Alta vulnerabilidad estructural en Oriente Medio y el Norte de África

Las economías de Oriente Medio y Norte de África afrontan un doble golpe en 2020. Por un lado, dependen en gran medida del mercado mundial del petróleo, que se ha hundido; por otro, su diversificación hacia el sector del turismo se ha visto gravemente afectada por el coronavirus. En ese contexto, la región vivirá una recesión general sin precedentes cercana al 7% en 2020 seguida por una recuperación del 3,6% en 2021, siempre que el flujo de petrodólares vuelva a engrasar las ruedas del consumo y la inversión privada. La inestabilidad institucional impedirá la recuperación de varios países de la región como Irak, Irán, Siria, Yemen, Libia y Líbano. Más allá de esta coyuntura, el último informe difundido por Crédito y Caución alerta de una “alta vulnerabilidad económica” estructural que pone en riesgo el potencial de crecimiento de los exportadores petroleros de la región, que han perdido el control sobre el precio de su materia prima a medida que cedían cuota de mercado frente a Estados Unidos.

De acuerdo con Crédito y Caución, el precio del barril no sobrepasará los 60 dólares antes de 2025. Esta circunstancia, en países que dependen de la energía para sufragar entre el 40% y el 95% de sus ingresos fiscales y de exportación, está provocando posiciones macroeconómicas y financieras insostenibles. “Un nuevo incremento del precio del petróleo, que podría reavivar estás economías, llevará tiempo y no se mantendrá en el largo plazo, a medida que la transición energética mundial cobre impulso. Mientras tanto, el exceso de deuda pública sigue aumentando y requiere una urgente consolidación fiscal. Ha llegado el momento de renovar el modelo económico y hacerlo más sostenible mediante la aceleración de los esfuerzos de diversificación económica de base amplia y el impulso de la innovación tecnológica“, dice el informe.

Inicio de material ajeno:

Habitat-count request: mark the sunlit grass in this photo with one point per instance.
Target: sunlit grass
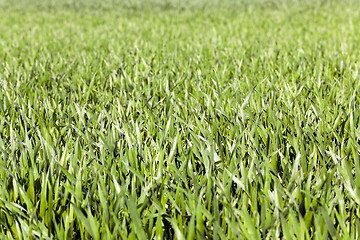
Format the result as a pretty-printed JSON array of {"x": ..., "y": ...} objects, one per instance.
[{"x": 183, "y": 123}]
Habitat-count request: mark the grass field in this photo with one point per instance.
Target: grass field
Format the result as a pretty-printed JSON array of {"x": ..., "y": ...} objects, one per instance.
[{"x": 179, "y": 120}]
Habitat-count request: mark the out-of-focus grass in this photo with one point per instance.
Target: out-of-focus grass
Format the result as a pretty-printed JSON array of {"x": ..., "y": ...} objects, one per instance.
[{"x": 179, "y": 123}]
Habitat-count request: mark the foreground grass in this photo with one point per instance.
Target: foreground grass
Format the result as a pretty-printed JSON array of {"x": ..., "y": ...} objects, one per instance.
[{"x": 180, "y": 124}]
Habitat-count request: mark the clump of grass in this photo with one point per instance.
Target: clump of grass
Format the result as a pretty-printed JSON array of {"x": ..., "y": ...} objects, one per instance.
[{"x": 180, "y": 124}]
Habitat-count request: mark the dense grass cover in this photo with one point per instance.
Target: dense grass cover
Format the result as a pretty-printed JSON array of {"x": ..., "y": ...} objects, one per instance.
[{"x": 202, "y": 122}]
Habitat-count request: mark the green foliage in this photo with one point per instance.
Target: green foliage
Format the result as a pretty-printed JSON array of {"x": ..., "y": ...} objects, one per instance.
[{"x": 189, "y": 123}]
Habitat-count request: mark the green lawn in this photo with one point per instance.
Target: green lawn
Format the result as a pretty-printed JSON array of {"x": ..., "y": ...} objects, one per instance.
[{"x": 179, "y": 120}]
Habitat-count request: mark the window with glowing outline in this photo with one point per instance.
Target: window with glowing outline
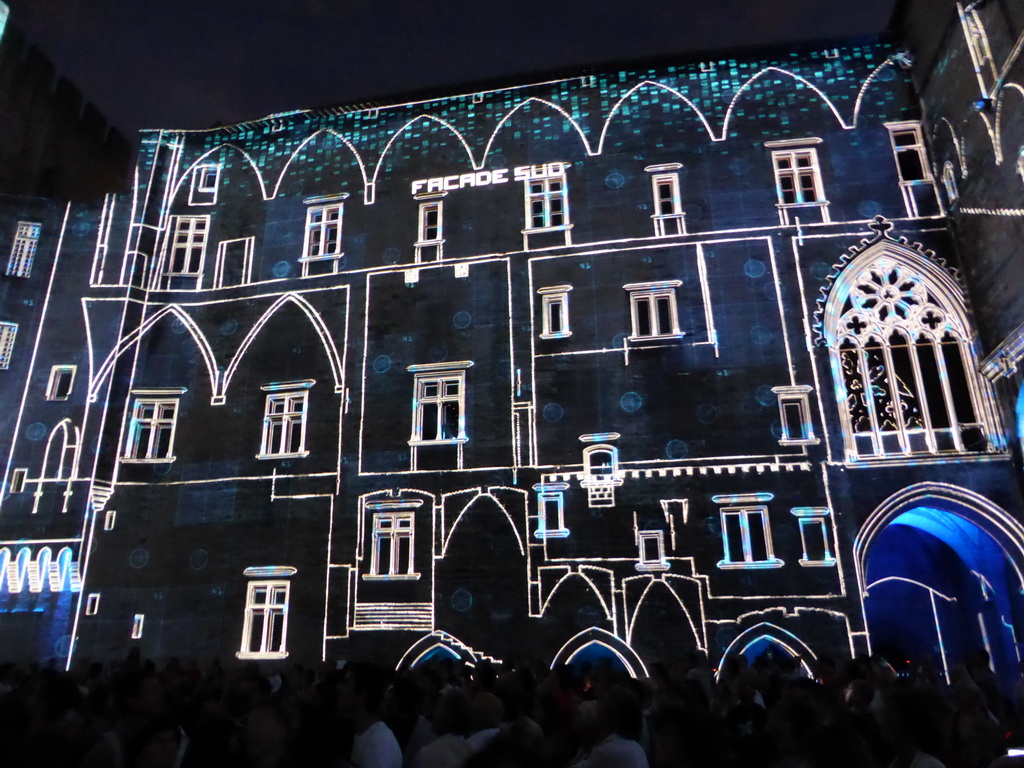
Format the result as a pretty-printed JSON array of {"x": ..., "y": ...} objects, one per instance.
[
  {"x": 285, "y": 425},
  {"x": 8, "y": 331},
  {"x": 653, "y": 309},
  {"x": 393, "y": 546},
  {"x": 23, "y": 250},
  {"x": 322, "y": 251},
  {"x": 547, "y": 203},
  {"x": 747, "y": 539},
  {"x": 264, "y": 631},
  {"x": 151, "y": 430}
]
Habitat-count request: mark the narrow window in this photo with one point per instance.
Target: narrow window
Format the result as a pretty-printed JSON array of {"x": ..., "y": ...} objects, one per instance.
[
  {"x": 555, "y": 309},
  {"x": 323, "y": 253},
  {"x": 265, "y": 626},
  {"x": 186, "y": 251},
  {"x": 651, "y": 546},
  {"x": 151, "y": 430},
  {"x": 653, "y": 309},
  {"x": 916, "y": 183},
  {"x": 795, "y": 415},
  {"x": 547, "y": 203},
  {"x": 23, "y": 251},
  {"x": 393, "y": 545},
  {"x": 668, "y": 216},
  {"x": 61, "y": 380},
  {"x": 17, "y": 478},
  {"x": 235, "y": 262},
  {"x": 7, "y": 333},
  {"x": 551, "y": 510},
  {"x": 814, "y": 536},
  {"x": 204, "y": 185},
  {"x": 285, "y": 420}
]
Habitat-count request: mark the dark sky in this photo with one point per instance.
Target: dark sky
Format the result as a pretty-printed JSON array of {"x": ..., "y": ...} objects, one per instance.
[{"x": 188, "y": 64}]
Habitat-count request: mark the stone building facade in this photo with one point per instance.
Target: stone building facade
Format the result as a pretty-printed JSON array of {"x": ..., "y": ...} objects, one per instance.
[{"x": 657, "y": 359}]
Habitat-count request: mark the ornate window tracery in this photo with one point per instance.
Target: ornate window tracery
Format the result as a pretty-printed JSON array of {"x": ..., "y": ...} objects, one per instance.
[{"x": 902, "y": 363}]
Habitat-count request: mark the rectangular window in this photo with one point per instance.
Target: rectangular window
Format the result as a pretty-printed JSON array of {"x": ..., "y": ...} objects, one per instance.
[
  {"x": 7, "y": 333},
  {"x": 23, "y": 251},
  {"x": 547, "y": 203},
  {"x": 60, "y": 383},
  {"x": 551, "y": 510},
  {"x": 285, "y": 423},
  {"x": 187, "y": 247},
  {"x": 265, "y": 626},
  {"x": 651, "y": 556},
  {"x": 747, "y": 539},
  {"x": 392, "y": 545},
  {"x": 653, "y": 310},
  {"x": 151, "y": 431},
  {"x": 204, "y": 185},
  {"x": 798, "y": 178},
  {"x": 235, "y": 262},
  {"x": 17, "y": 478},
  {"x": 323, "y": 247},
  {"x": 915, "y": 180},
  {"x": 668, "y": 214},
  {"x": 438, "y": 408},
  {"x": 555, "y": 308},
  {"x": 795, "y": 415}
]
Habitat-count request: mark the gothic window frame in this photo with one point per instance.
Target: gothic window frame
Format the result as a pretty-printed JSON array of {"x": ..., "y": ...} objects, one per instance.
[
  {"x": 23, "y": 250},
  {"x": 888, "y": 292}
]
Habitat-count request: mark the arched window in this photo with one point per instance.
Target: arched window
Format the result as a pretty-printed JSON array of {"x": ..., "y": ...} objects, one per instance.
[{"x": 904, "y": 370}]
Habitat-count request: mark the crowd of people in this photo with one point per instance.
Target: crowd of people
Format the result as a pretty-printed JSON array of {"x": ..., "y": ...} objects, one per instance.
[{"x": 776, "y": 712}]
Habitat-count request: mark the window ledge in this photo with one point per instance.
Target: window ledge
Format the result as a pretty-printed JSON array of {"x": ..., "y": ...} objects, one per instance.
[
  {"x": 774, "y": 562},
  {"x": 659, "y": 337},
  {"x": 552, "y": 534},
  {"x": 651, "y": 567},
  {"x": 536, "y": 230},
  {"x": 300, "y": 455},
  {"x": 453, "y": 441},
  {"x": 257, "y": 655}
]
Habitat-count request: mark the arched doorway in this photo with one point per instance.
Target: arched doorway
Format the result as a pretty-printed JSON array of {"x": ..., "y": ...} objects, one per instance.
[{"x": 940, "y": 576}]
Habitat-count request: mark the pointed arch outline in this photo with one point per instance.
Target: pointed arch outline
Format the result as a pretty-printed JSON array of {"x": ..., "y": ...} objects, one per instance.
[
  {"x": 228, "y": 145},
  {"x": 136, "y": 335},
  {"x": 318, "y": 326},
  {"x": 62, "y": 426},
  {"x": 890, "y": 61},
  {"x": 308, "y": 139},
  {"x": 999, "y": 100},
  {"x": 462, "y": 513},
  {"x": 990, "y": 518},
  {"x": 768, "y": 631},
  {"x": 424, "y": 116},
  {"x": 572, "y": 573},
  {"x": 935, "y": 278},
  {"x": 595, "y": 635},
  {"x": 799, "y": 78},
  {"x": 643, "y": 596},
  {"x": 653, "y": 84},
  {"x": 521, "y": 104}
]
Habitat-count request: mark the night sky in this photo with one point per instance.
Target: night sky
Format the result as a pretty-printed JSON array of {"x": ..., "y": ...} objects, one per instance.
[{"x": 190, "y": 64}]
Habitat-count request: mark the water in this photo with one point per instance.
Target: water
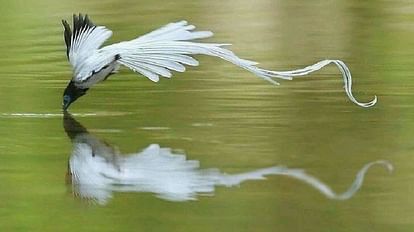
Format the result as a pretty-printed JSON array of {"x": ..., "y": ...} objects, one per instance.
[{"x": 217, "y": 117}]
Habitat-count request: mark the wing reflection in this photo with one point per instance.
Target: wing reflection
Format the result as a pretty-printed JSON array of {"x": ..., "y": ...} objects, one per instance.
[{"x": 97, "y": 170}]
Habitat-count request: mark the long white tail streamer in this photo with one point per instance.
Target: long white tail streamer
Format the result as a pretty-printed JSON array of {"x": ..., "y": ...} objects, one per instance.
[
  {"x": 346, "y": 74},
  {"x": 168, "y": 48},
  {"x": 327, "y": 191}
]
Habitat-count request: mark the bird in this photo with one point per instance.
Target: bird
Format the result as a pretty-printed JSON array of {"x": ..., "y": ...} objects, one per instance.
[
  {"x": 158, "y": 53},
  {"x": 97, "y": 169}
]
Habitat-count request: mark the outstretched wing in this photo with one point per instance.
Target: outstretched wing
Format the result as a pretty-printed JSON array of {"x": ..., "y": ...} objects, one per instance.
[
  {"x": 85, "y": 38},
  {"x": 170, "y": 48}
]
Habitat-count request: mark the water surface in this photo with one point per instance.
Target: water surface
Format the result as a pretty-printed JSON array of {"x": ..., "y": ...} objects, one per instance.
[{"x": 217, "y": 115}]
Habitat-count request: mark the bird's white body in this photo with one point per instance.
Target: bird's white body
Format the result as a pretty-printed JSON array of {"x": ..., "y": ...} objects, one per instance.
[
  {"x": 160, "y": 52},
  {"x": 98, "y": 170}
]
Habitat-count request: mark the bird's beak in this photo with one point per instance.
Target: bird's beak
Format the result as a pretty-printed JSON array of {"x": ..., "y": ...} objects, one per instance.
[{"x": 66, "y": 102}]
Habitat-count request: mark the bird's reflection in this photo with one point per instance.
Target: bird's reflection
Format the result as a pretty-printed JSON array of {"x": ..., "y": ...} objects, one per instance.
[{"x": 96, "y": 170}]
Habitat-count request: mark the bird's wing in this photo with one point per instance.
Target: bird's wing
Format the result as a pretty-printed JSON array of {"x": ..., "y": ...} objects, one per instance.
[
  {"x": 170, "y": 48},
  {"x": 85, "y": 38}
]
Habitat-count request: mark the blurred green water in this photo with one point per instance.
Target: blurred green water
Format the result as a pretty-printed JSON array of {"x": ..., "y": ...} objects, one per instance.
[{"x": 218, "y": 114}]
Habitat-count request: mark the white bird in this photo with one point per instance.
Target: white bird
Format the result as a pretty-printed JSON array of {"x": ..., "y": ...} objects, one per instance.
[
  {"x": 156, "y": 54},
  {"x": 96, "y": 170}
]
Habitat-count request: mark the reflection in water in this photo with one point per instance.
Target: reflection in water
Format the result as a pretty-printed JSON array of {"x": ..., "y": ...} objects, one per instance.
[{"x": 97, "y": 169}]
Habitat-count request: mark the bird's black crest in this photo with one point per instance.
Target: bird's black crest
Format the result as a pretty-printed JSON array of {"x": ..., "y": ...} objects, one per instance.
[{"x": 79, "y": 23}]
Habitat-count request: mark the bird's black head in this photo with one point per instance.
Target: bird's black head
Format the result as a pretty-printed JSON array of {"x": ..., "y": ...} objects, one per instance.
[{"x": 71, "y": 94}]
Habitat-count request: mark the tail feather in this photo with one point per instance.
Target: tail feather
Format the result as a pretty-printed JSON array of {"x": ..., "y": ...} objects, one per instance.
[{"x": 169, "y": 48}]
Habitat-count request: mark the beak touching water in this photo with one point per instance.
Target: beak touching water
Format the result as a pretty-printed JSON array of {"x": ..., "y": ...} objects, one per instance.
[{"x": 71, "y": 94}]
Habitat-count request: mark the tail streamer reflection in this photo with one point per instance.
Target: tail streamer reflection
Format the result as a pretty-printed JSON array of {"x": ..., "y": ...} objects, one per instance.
[{"x": 97, "y": 170}]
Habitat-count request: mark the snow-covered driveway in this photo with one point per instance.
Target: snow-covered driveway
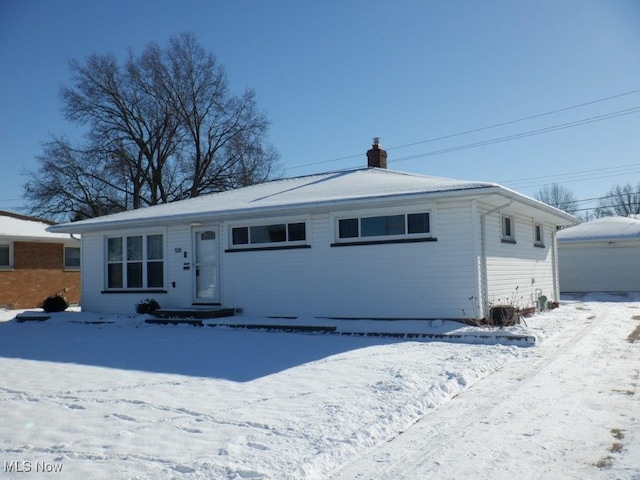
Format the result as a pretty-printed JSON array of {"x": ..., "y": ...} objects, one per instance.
[
  {"x": 570, "y": 411},
  {"x": 116, "y": 398}
]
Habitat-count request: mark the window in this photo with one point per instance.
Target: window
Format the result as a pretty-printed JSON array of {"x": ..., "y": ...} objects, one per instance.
[
  {"x": 538, "y": 235},
  {"x": 266, "y": 235},
  {"x": 72, "y": 257},
  {"x": 5, "y": 255},
  {"x": 508, "y": 230},
  {"x": 135, "y": 262},
  {"x": 397, "y": 225}
]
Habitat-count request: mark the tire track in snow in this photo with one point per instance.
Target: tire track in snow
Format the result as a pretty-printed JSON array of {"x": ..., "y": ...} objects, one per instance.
[{"x": 431, "y": 446}]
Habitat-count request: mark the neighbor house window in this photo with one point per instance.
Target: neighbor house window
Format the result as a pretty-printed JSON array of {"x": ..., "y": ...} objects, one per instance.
[
  {"x": 384, "y": 226},
  {"x": 5, "y": 255},
  {"x": 508, "y": 230},
  {"x": 135, "y": 262},
  {"x": 538, "y": 235},
  {"x": 276, "y": 234},
  {"x": 72, "y": 257}
]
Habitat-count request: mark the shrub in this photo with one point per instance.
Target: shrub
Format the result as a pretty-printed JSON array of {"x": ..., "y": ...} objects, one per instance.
[
  {"x": 504, "y": 315},
  {"x": 148, "y": 305},
  {"x": 55, "y": 303}
]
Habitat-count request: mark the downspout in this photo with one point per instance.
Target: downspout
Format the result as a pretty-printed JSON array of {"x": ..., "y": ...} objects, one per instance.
[
  {"x": 554, "y": 266},
  {"x": 484, "y": 290}
]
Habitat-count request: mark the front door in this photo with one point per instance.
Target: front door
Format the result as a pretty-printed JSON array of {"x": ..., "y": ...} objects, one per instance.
[{"x": 205, "y": 265}]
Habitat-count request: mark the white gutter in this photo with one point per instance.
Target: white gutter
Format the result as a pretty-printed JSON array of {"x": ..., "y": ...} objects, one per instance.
[{"x": 484, "y": 290}]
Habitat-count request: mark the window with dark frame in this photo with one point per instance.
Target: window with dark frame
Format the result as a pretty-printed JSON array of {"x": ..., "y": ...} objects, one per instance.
[
  {"x": 5, "y": 255},
  {"x": 135, "y": 262},
  {"x": 508, "y": 232},
  {"x": 72, "y": 257},
  {"x": 538, "y": 235},
  {"x": 384, "y": 226},
  {"x": 279, "y": 233}
]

Muchos países de la región iniciaron hace años programas de diversificación económica que afrontan dificultades de implementación en todas las fases del ciclo. “Cuando el precio del petróleo es muy bajo, impulsar la diversificación económica es oportuno, pero entonces hay poca financiación disponible; cuando el precio del petróleo se recupera, el renovado interés en el desarrollo de los hidrocarburos desplaza las inversiones en sectores no petroleros“, explica el informe. Hasta ahora, los intentos de diversificación de las exportaciones se centran principalmente en productos estrechamente relacionados con la industria petroquímica. El informe apunta que varios países de la región están apostando por la inversión en tecnología de energías renovables. “Oriente Medio está bien dotado de fuentes de energía renovable, ya que su ubicación geográfica y las condiciones climáticas son muy adecuadas para la generación de energía solar y eólica. La energía renovable, excluyendo la hidroeléctrica, todavía tiene una baja participación del 2% en el mix de generación de energía, pero esto está empezando a cambiar“.  Aunque las renovables tienen posibilidades limitadas de exportación y no ofrecen un sustituto al modelo de ingresos basado en los combustibles fósiles, pueden ser clave en el período de diversificación económica de la región: podrán satisfacer la creciente demanda interna de electricidad a fin de liberar más suministros de petróleo y gas para la exportación y la creciente industria química. Esto daría lugar a una menor necesidad de nuevas inversiones para el desarrollo de los hidrocarburos, cuyo panorama es incierto.